Pour le docteur Eynaud, la santé mentale est une santé sociale et relationnelle nécessaire pour développer son potentiel, faire face aux difficultés normales de la vie, et contribuer à sa communauté : « C’est un état dynamique qui dépend beaucoup du contexte», ajoute-t-il. «Les soignants doivent donc s’attacher à créer un lien thérapeutique, et la société un lien social car on ne peut pas changer sa construction psychique mais on peut agir sur le reste ».

Pour mieux encadrer les personnes souffrant de pensées suicidaires, Caroline CHANTREL, chargée de mission Vigilans/3114 de la Guadeloupe et des îles du Nord a par ailleurs annoncé l’ouverture d’un nouveau numéro d’urgence, gratuit, confidentiel et ouvert 24/24 heures dès le premier trimestre 2024. Il viendra renforcer les dispositifs déjà en place.Un mot est fréquemment revenu lors de cette conférence, « empowerement ». Une volonté de donner les leviers d’action aux familles et aux acteurs de premières lignes souvent dépassés.

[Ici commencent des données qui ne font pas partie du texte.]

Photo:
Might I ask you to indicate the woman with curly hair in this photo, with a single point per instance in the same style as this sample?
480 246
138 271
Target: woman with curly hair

Pour cela, une nouvelle formation aux premiers secours en santé mentale a été délivrée cette semaine pour apprendre à différents publics les moyens de désamorcer des situations de crise.

Une chose est sûre, avec 13% d’élèves souffrant de troubles mentaux probables en 2023, la santé mentale n’a pas fini de faire parler d’elle.